I find this point of departure extremely interesting and I think it comes to confirm my long-held view that the 2004 procurement rules already included an embedded principle of competition, which the rest of the general principles seek to give effectiveness to [see A Sanchez-Graells, Public Procurement and the EU Competition Rules, 1st edn [Oxford, Hart, 2011] ch 5]. I also think that it provides the right framework for the assessment of the competition implications of the requirement of demanding qualitative selection criteria.

However, in the operationalisation of the test to check whether such obligation not to artificially narrow down competition had been respected, I find some fault in the approach followed by the GC in Jema Energy v Entreprise because it is limited to the specific requirements of the principles of proportionality, transparency and non-discrimination, without any sign of competition-orientedness. In that regard, I find it disappointing that the GC decided that, in the case at hand, the selection criteria were not contrary to the obligation not to artificially narrow competition because: (i) the demanding criteria were objectively justified and did not favour or disadvantage any undertaking or impair the ability of the contracting authority to choose the most advantageous offer (para 105); (ii) they had been subjected to proper transparency requirements (para 106); (iii) the time period of allowed references on previous experience had been extended from the minimum 3 years to 5 years prior to the tender (para 107); and (iv) the fact that 3 out of 5 tenderers were able to meet the selection criteria is a sign that competition was not restricted (para 108).

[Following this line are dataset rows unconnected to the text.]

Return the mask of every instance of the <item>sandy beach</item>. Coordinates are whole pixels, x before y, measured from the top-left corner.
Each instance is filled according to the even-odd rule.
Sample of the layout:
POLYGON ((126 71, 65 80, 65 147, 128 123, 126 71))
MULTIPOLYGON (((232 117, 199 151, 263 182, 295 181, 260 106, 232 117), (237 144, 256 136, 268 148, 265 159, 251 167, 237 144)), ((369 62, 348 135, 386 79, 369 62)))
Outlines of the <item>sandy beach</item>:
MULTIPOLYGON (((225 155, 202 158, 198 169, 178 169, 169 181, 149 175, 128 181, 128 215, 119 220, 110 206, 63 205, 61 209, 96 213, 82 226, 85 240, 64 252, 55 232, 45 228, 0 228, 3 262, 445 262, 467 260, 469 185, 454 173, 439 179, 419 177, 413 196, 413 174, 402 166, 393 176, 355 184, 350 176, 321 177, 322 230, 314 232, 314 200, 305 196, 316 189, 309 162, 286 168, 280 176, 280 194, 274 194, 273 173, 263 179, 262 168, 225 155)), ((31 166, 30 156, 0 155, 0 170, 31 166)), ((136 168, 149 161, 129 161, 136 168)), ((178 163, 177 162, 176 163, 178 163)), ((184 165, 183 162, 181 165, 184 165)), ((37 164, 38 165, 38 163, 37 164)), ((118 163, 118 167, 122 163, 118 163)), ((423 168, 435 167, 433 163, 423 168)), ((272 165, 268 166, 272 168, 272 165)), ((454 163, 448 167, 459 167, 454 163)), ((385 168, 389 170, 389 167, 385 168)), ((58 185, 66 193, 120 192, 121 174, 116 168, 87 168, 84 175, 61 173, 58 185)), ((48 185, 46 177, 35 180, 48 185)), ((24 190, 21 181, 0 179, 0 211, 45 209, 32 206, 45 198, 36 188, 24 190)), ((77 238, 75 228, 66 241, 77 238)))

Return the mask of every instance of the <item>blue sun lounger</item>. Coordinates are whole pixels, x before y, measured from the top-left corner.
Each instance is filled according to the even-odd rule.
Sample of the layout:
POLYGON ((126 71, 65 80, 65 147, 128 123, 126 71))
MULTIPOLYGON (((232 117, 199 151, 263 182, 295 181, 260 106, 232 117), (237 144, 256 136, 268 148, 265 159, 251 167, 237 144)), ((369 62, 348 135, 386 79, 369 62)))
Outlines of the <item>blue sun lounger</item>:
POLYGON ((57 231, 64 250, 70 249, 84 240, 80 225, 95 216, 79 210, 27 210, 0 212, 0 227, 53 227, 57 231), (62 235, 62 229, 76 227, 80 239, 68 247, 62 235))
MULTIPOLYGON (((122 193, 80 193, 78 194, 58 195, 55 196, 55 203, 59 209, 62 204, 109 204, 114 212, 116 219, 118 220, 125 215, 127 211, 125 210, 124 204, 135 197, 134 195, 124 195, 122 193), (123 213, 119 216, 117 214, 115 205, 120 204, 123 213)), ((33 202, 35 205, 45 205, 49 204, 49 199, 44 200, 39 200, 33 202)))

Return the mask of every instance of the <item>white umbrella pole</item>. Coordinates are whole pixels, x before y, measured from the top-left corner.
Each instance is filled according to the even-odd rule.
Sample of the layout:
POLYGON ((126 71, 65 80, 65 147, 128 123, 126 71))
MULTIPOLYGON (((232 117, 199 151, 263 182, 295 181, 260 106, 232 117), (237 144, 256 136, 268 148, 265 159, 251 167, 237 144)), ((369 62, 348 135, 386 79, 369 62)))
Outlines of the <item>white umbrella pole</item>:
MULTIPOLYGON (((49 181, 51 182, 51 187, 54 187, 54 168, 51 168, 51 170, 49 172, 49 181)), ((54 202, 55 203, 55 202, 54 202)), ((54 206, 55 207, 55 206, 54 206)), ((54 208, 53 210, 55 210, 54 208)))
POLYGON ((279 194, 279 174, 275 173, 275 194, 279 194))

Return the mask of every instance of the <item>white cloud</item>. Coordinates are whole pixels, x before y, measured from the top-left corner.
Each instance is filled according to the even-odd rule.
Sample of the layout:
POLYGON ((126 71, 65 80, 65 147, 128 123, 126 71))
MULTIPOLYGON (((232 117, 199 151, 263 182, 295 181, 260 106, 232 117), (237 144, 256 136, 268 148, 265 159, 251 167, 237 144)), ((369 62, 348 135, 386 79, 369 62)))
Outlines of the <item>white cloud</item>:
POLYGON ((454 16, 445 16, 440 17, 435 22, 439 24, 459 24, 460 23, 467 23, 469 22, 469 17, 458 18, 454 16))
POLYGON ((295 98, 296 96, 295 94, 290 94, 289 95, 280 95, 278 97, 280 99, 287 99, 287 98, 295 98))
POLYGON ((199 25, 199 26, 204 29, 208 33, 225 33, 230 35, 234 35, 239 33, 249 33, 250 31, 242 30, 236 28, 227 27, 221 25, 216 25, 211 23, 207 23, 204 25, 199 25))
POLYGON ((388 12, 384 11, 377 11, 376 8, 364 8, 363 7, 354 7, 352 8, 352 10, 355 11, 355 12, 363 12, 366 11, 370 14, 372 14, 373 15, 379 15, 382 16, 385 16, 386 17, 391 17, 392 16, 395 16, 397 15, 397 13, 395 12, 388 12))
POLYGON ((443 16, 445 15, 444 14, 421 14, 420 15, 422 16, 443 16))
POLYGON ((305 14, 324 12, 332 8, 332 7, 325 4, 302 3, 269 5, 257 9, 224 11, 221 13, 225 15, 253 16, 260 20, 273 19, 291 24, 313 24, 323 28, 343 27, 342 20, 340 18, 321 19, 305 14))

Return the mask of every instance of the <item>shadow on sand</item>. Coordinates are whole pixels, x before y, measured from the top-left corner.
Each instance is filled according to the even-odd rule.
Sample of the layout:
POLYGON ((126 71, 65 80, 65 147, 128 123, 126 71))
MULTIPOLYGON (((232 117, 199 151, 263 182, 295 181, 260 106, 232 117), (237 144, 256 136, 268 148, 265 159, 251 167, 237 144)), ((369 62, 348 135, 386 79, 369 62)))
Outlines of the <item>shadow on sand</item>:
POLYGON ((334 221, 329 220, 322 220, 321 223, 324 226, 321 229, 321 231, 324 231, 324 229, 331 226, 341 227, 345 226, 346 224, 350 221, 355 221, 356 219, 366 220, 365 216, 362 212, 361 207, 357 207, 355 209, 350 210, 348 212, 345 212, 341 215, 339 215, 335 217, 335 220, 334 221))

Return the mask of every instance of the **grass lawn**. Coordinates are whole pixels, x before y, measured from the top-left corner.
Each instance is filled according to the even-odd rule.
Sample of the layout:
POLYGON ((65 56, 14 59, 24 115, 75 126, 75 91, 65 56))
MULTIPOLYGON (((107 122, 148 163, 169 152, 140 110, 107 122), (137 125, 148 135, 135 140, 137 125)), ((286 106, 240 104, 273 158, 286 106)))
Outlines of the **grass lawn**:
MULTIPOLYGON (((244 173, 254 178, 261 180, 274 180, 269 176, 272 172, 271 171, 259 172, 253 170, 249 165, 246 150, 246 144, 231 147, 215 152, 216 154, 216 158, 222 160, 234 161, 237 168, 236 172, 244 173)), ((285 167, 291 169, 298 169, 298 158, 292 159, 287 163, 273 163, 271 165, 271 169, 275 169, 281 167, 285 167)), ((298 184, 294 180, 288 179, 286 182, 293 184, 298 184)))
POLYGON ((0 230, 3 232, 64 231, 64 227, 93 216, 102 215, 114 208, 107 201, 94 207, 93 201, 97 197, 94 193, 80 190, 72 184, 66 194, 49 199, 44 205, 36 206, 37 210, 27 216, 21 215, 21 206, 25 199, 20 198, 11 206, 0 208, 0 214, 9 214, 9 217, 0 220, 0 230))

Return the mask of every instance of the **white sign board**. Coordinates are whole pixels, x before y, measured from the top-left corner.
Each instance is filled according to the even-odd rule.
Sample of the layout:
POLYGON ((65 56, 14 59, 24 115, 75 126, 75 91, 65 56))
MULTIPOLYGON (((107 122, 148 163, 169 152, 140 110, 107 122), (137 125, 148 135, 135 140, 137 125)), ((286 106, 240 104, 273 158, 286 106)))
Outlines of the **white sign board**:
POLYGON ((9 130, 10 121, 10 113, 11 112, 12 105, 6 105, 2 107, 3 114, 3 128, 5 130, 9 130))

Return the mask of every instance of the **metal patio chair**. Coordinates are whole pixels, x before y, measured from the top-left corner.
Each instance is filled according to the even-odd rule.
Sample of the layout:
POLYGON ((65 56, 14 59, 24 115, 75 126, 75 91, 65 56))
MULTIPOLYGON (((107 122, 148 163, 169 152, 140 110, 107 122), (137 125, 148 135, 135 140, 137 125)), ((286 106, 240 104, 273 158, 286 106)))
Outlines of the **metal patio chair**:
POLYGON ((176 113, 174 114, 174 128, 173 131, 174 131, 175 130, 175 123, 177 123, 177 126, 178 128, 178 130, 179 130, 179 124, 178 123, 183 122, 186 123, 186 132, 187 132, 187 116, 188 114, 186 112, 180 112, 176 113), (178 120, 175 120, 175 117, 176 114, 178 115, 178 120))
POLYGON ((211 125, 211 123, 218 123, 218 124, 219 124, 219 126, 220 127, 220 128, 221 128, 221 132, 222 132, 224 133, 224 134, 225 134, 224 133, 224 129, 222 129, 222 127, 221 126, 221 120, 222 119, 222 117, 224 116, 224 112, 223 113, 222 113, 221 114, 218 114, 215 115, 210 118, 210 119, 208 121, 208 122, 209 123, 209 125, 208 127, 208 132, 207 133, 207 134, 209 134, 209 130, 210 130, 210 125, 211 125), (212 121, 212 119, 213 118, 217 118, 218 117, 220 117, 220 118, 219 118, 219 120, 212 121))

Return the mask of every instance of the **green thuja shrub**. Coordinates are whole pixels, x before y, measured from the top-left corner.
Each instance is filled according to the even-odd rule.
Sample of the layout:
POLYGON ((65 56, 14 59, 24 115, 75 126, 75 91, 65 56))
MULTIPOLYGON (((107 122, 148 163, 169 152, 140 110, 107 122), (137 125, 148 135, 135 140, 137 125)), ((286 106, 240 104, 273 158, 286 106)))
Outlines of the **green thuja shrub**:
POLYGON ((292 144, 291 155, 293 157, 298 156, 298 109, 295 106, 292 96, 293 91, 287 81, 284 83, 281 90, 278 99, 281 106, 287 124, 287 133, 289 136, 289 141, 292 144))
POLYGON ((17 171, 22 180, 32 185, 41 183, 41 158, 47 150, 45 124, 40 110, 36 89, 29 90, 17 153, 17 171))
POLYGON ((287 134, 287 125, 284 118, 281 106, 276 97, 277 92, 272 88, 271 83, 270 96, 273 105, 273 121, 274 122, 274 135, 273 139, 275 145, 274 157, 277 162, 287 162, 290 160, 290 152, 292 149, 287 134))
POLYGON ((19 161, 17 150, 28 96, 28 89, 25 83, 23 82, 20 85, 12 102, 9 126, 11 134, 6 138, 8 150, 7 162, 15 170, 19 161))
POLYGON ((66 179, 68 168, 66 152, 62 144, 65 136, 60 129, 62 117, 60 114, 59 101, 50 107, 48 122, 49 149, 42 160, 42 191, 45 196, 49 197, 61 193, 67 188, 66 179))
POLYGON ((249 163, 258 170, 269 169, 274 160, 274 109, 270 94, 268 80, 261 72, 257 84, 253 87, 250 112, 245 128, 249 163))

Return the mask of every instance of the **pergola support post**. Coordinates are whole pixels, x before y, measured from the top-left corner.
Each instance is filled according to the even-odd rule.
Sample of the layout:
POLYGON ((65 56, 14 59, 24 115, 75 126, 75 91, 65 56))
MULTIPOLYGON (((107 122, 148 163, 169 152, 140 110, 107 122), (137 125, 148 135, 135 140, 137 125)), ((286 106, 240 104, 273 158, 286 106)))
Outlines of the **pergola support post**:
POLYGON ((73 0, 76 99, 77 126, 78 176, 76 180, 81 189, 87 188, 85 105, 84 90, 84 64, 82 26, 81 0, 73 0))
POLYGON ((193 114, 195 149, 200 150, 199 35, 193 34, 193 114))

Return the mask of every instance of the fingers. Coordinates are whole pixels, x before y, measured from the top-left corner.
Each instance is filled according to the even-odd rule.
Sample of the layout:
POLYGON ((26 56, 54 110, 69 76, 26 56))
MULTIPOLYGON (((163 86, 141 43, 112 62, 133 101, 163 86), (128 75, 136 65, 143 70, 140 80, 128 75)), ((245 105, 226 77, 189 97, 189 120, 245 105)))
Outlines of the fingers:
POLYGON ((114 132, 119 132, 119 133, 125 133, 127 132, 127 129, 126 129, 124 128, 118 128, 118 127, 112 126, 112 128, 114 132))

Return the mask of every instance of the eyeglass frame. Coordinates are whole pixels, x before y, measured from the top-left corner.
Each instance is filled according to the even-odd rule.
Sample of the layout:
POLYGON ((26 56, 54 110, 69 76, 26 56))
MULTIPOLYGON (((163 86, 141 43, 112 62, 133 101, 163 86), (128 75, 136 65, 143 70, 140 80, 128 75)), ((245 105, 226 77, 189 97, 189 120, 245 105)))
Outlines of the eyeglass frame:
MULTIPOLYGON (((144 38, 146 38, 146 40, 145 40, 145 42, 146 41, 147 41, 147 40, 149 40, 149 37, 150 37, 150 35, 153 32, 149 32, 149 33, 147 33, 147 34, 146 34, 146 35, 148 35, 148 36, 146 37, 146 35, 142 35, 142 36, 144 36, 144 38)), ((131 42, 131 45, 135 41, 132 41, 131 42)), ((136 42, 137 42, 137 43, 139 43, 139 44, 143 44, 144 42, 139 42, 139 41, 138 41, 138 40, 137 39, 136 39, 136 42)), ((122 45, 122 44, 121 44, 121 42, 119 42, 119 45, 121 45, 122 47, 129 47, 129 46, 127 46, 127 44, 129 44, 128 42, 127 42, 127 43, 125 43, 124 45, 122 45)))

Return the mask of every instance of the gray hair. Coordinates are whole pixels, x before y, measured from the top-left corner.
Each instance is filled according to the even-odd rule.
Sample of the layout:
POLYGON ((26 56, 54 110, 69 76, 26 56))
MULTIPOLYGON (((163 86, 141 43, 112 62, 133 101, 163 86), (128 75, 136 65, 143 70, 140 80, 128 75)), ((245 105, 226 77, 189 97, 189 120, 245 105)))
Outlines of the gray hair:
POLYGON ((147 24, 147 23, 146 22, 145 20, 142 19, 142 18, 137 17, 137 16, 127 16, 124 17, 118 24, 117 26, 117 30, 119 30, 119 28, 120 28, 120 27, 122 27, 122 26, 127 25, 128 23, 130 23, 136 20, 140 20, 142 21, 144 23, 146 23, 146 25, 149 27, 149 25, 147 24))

I think that the tests applied by the GC do not add any meaningful competition check. First, because proportionate is different than competition-neutral. Second, because transparency is irrelevant (whereas its lack may be relevant). Third, because extending time periods is also irrelevant if the material content of the requirement is limiting competition. And fourth, because finding that competition was not restricted because a majority of tenderers that expressed interest managed to qualify falls in the trap of tender-specific reasoning and ignores the possibility that many undertakings were dissuaded from participating in view of the (potentially) exceedingly demanding qualitative selection requirements.

Thus, my view of the GC Jema Energy v Entreprise Judgment is mixed. On the one hand, I think it is good news that the existence of the principle of competition and the ensuing prohibition of artificially narrowing competition constitute an uncontroversial grounds for the review of procurement decisions--even where Art 18(1) Dir 2014/24/EU does not apply, as a consequence of the competition-orientedness of the applicable general principles. However, it is also clear to me that more work is necessary for this test to be developed in a way that adds to the standard analysis under those general principles, so that the obligation is not rendered moot. This is something I am currently working on, and which I will build on the basis of the preliminary ideas I presented at Oxford recently. I will keep readers of the blog posted.